Malaria has plagued mankind for millennia. In the 5th century B.C, Herodotus described using fishing nets at night to protect against biting gnats. A malaria epidemic in the 5th Century A.D., may have contributed to the fall of the Roman Empire. And the disease was so prevalent in Elizabethan England that Shakespeare features malaria in nine of his plays.
Ten years ago, President Bush announced the creation of a Malaria Initiative to combat the ancient disease that inflicts an intolerable burden of suffering and death, particularly among young children and pregnant women. At the time, malaria killed more than 1 million people each year, mostly in Africa, and burdened health systems with up to 45 percent of all hospital admissions.
The President's Malaria Initiative (PMI) began with three focus countries in 2007, expanding deliberately to 15 focus countries in Africa. President Obama then expanded the initiative, and bipartisan Congressional leadership has sustained our work.
Today, PMI works in 19 countries in sub-Saharan Africa, and regionally in Latin America and the Greater Mekong.
Together with partner countries, we are bringing effective tools to the people who needed them most; women and children, including use of insecticide-treated mosquito nets, indoor residual spraying, accurate diagnosis and prompt treatment, and intermittent preventive treatment of pregnant women.
Last year, PMI protected over 18 million people with spraying of homes, and also procured more than 31 million long-lasting ITNs, 80 million antimalarial treatments, and more than 59 million rapid diagnostic tests.
And we have placed strong emphasis on community-based treatment of malaria and other fevers. Health care workers armed with the right information, life-saving commodities and regular training and support, can provide families with access to essential care right in their communities. Through the approach, known as Integrated Community Case Management (iCCm), community health workers can diagnose and treat fever and respiratory infections, and can counsel mothers on providing oral rehydration solution for diarrhea, on hand washing, and exclusive breast feeding.
In 2014 alone, in collaboration with partner countries PMI supported training of more than 85,000 health workers in administering malaria diagnosis and treatment. In almost all cases, these trainings had a focus broader than just malaria also training health workers to effectively diagnose and treat the other main causes of childhood illness -- diarrhea, pneumonia, and malnutrition. Doing so, builds local capacity and strengthens local systems.
An estimated 4 million malaria-related deaths have been averted worldwide in the last decade. Of these, 95 percent are estimated to be children under 5 in Africa. Less malaria means less newborn, infant and maternal deaths, fewer days missed at school and work, more productive communities, and stronger economies.
We are getting much closer to a world without malaria.

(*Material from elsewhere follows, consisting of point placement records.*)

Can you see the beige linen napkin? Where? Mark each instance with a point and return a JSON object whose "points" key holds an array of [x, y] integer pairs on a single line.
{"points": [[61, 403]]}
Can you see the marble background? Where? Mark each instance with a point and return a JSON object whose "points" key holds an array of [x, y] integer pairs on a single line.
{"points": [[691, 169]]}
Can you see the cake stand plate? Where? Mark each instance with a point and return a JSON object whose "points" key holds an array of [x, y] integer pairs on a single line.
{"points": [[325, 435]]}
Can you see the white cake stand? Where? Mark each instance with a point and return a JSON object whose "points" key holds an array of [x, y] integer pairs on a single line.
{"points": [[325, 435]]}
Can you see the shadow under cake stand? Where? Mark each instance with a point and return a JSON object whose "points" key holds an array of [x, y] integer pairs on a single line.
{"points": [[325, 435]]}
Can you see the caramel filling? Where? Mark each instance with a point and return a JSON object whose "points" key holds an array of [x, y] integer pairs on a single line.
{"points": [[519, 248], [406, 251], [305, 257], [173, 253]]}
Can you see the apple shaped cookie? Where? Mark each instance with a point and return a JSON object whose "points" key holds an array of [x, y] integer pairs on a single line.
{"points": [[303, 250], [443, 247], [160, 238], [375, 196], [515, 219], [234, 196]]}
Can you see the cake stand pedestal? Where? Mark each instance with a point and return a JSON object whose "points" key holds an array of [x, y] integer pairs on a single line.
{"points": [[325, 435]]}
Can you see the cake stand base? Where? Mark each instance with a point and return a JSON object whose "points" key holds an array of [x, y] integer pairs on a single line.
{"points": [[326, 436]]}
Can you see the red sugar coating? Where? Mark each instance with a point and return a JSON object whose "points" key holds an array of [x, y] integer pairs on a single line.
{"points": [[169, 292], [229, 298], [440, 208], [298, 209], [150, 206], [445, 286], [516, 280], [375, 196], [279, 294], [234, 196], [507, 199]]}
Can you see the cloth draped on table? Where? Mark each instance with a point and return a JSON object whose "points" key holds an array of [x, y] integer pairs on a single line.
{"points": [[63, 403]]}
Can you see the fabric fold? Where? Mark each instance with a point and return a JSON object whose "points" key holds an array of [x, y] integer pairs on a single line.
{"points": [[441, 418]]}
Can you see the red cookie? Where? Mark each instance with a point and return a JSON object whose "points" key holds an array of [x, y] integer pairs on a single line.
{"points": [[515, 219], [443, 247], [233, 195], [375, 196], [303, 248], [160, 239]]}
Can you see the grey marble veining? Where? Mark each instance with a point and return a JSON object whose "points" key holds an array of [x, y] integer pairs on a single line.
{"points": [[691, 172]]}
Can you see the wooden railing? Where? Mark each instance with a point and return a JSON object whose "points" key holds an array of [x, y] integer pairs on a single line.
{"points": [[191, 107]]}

As a child I grew up in Ban Me Thuot, in the central highlands of French Indochina, in what is now Vietnam. I had malaria as a child, and was fortunate to sleep under a net and have medicine to cure me. But far too many people are still vulnerable, still without access to prevention tools and treatment.
World Malaria Day is Saturday, April 25, 2015. Each year, this day commemorates progress toward a world without malaria and mobilizes action to combat the disease. On this occasion, PMI, led by the U.S. Agency for International Development (USAID) and implemented together with the U.S. Centers for Disease Control and Prevention (CDC), releases its Ninth Annual Report to Congress, outlining the U.S. Government’s contributions to the global fight against malaria.
We recommit to bringing the tools and effective solutions we already possess to people in need, where they live, in rural communities; and the global community must continue to invest in research and development for new and improved tools to combat this disease, from vaccines to new drugs to more sensitive diagnostics and surveillance systems.
With partner countries, we plan to provide financial and technical support to reduce malaria mortality by one-third from 2015 levels in PMI-supported countries, achieving a greater than 80 percent reduction from 2000 baseline levels. That is really remarkable when you think about it -- an 80 percent reduction in 20 years.
Malaria still disproportionally affects the poor and traps families in a vicious cycle of disease and poverty. Every day is malaria day for hundreds of millions of people. And for more than one thousand people suffering from malaria, mostly children, today will be their last. Our task is ensure no one should die from this disease which is largely preventable and easily treatable.